Part of the problem with circular histograms though is that the area near the center of the plot shrinks to nothing.
So a simple solution is to offset the center of the plot, so the bars don’t start at the origin, but a prespecified distance away from the center of the circle. Below is the same chart previously with a slight offset. (I saw this idea originally in Wilkinson’s Grammar of Graphics.)
And here is that technique extended to an example small multiple histogram from an earlier draft of the paper I previously mentioned.

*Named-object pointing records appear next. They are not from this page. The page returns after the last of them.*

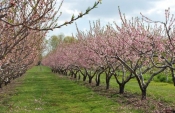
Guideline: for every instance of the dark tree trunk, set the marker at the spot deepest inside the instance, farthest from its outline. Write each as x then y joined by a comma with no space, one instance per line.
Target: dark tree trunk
174,80
97,80
107,82
6,83
107,85
90,79
84,78
122,87
79,77
143,94
75,75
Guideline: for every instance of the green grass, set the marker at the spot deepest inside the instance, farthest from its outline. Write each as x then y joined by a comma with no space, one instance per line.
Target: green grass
45,92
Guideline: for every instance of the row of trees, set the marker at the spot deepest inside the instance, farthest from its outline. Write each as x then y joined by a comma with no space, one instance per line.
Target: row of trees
126,51
24,24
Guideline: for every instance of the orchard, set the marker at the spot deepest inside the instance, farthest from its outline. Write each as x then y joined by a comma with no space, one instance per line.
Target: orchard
24,25
139,49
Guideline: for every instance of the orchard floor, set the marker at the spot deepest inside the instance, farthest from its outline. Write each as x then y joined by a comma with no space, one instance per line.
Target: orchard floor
41,91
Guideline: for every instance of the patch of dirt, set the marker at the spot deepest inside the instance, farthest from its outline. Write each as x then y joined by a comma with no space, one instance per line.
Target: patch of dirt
130,100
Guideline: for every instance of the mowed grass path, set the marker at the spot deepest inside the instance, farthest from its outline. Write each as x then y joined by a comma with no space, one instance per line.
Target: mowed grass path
45,92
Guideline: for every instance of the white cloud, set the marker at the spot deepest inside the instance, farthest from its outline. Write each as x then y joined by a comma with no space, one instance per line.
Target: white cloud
108,12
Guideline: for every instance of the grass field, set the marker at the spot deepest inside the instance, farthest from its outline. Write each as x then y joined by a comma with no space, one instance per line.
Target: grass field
44,92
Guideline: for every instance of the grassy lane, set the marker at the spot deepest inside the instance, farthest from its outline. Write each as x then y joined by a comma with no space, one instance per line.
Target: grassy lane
45,92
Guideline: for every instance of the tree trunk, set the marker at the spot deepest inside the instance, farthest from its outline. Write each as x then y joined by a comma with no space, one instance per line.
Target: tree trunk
84,78
79,77
90,79
174,80
143,94
107,82
122,87
75,75
97,80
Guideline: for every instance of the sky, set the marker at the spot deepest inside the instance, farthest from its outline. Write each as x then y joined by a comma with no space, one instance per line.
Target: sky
107,12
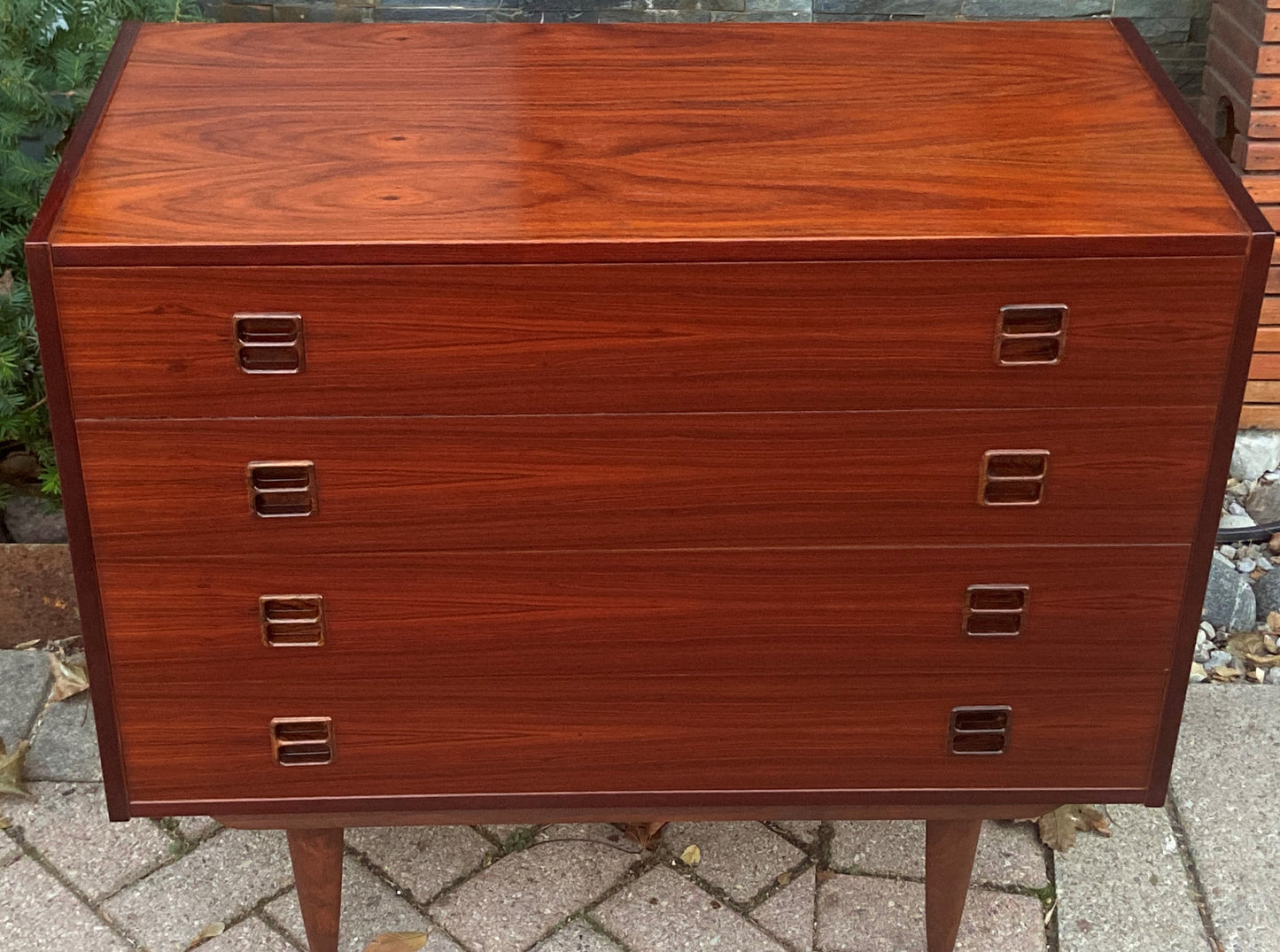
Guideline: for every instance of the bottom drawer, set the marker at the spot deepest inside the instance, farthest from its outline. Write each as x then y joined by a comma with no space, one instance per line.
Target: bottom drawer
520,673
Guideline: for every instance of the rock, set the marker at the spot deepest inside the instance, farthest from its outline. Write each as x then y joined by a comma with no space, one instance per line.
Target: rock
1204,649
1263,502
1229,600
1256,452
28,520
1231,521
1217,659
1268,595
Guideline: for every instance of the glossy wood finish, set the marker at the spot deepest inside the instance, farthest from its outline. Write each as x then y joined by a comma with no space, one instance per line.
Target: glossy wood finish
949,850
482,143
682,482
646,338
433,739
1250,295
676,615
316,855
40,274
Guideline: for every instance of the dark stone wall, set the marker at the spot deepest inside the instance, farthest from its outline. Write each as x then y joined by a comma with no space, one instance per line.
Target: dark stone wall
1175,28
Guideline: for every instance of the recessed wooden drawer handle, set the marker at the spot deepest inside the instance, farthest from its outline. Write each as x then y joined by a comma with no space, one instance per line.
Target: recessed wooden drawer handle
297,741
1029,334
981,730
995,609
292,621
282,489
1012,476
269,343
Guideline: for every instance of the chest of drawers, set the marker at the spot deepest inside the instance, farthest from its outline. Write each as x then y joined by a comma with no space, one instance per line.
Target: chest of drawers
463,422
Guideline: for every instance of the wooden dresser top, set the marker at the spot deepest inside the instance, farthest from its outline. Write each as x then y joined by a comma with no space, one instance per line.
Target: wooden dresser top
236,143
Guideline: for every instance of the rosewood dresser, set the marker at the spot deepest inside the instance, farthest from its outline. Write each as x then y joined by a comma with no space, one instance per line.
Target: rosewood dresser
470,422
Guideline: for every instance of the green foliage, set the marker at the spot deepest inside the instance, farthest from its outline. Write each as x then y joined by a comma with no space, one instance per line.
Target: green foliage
50,55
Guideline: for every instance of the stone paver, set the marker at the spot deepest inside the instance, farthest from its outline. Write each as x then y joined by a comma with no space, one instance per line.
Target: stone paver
865,914
66,744
1009,854
66,824
804,831
219,882
788,914
1225,787
1128,894
37,912
250,935
664,912
23,689
739,857
516,901
424,860
196,827
578,937
368,908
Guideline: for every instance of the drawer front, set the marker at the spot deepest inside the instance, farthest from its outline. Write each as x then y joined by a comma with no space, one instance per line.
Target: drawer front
669,615
390,725
644,338
741,480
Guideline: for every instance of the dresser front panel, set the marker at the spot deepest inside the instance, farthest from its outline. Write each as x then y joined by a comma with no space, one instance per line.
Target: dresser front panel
647,338
401,728
180,488
670,615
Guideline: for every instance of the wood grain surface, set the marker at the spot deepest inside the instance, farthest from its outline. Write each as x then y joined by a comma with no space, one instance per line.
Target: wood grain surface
200,733
684,480
738,613
646,338
500,143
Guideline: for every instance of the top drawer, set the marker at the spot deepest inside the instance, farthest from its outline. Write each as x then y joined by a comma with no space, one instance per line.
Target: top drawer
647,338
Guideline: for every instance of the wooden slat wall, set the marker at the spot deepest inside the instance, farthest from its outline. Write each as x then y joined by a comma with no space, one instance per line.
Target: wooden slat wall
1243,68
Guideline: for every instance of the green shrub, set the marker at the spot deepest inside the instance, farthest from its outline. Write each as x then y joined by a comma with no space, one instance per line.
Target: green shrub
50,55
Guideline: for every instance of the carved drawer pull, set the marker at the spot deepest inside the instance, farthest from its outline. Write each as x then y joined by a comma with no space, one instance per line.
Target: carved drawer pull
281,489
980,730
1028,334
269,343
1012,476
995,609
299,741
292,621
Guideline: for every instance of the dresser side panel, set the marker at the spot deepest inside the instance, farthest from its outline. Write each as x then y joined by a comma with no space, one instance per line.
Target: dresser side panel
80,534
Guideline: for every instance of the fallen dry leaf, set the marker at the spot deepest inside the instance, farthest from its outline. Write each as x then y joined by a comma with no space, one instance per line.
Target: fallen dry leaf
207,933
11,770
1059,828
643,834
69,679
397,942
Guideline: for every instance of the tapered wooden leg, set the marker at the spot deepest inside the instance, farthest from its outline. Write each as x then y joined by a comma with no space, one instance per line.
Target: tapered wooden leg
949,851
316,856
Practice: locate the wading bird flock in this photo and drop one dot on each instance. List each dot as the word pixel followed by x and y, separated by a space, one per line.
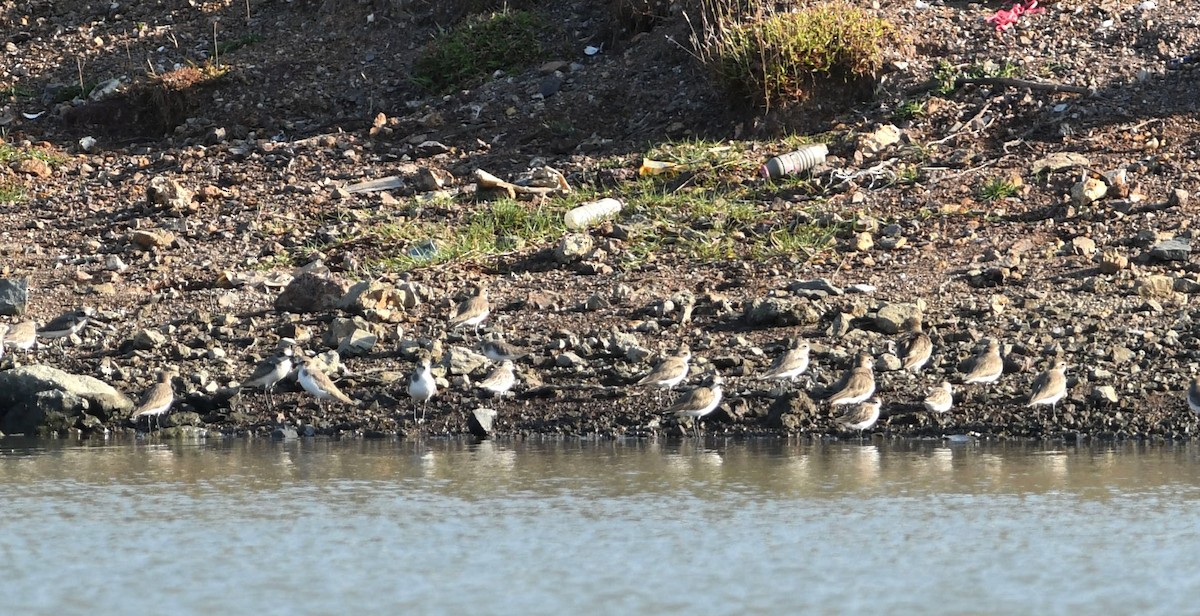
pixel 855 392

Even with the offset, the problem of the shrinking area is even worse because of the many plots, and the outlying bars in one plot shrinks the rest of the distribution even more dramatically. So, even with the offsetting it is still quite difficult assess trends. Also note I don’t even bother to draw the radius guide lines. I noticed in some recent papers about analyzing circular data that they don’t draw bars for circular histograms, but use dots (and/or kernel density estimates). See examples in Brunsdon and Corcoran (2006), Ashby and Bowers (2013), and Russell and Levitin (1995). The below image is taken from Ashby and Bowers (2013) to demonstrate this.
The idea behind this is that, in polar coordinates, you need to measure the length of the bar, instead of distance from a common reference line. When you use dots, it is pretty trivial to just count the dots to see how far they stack up (so no axis guide is needed). This just replaces one problem for other ones, especially for larger sample sizes (in which you will need to discretize how many observations a point represents) but I don’t think it is any worse than bars at least in this situation (and can potentially be better for a smaller number of dots). One thing that does happen with points is that large stacks deviate from each other the further they grow towards the circumference of the polar coordinate system (the bars in histograms typically get wider). This just looks aesthetically bad, although the bars growing wider could be considered a disingenuous representation (e.g. Florence Nightingale’s coxcomb chart) (Brasseur, 2005; Friendly, 2008).
Unfortunately, SPSS’s routine to stack the dots in polar coordinates is off just slightly (I have full code linked at the end of the post to recreate some of the graphs in the post and display this behavior).
With alittle data manipulation though you can basically roll your own (although this is fixed bins, unlike irregular ones chosen based on the data like in Wilkinson’s dot plots, e.g.
bin.dot in GPL) (Wilkinson, 1999).
And here is the same example small multiple histogram using the dots.
Here I have posted the code to demonstrate some of the graphs here (and I have the full code for the Viz. JTC paper here). To make the circular dot plot I use the sequential case processing trick, and then show how to use
TRANS statements in inline GPL to adjust the positioning of the dots and if you want the dots to represent multiple values.
- Ashby, Matthew P.J. & Kate J. Bowers. 2013. A comparison of methods for temporal analysis of aoristic crime. Crime Science 2(1).
- Brasseur, Lee. 2005. Forence Nightingale’s visual rhetoric in the rose diagrams. Technical Communication Quarterly 14(2):161-182.
- Brunsdon, Chris & Jon Corcoran. 2006. Using circular statistics to analyse time patterns in crime incidence. Computers, Environment and Urban Systems 30(3):300-319.
- Friendly, Michael. 2008. The golden age of statistical graphics. Statistical Science 23(4):502-535.
- Russell, Gerald S. & Daniel J. Levitin. 1995. An expanded table of probability values for Rao’s spacing test. Communication in Statistics: Simulation and Computation 24(4):879-888. PDF Available here.
- Wilkinson, Leland. 1999. Dot plots. The American Statistician 53(3):276-281. PDF Available here.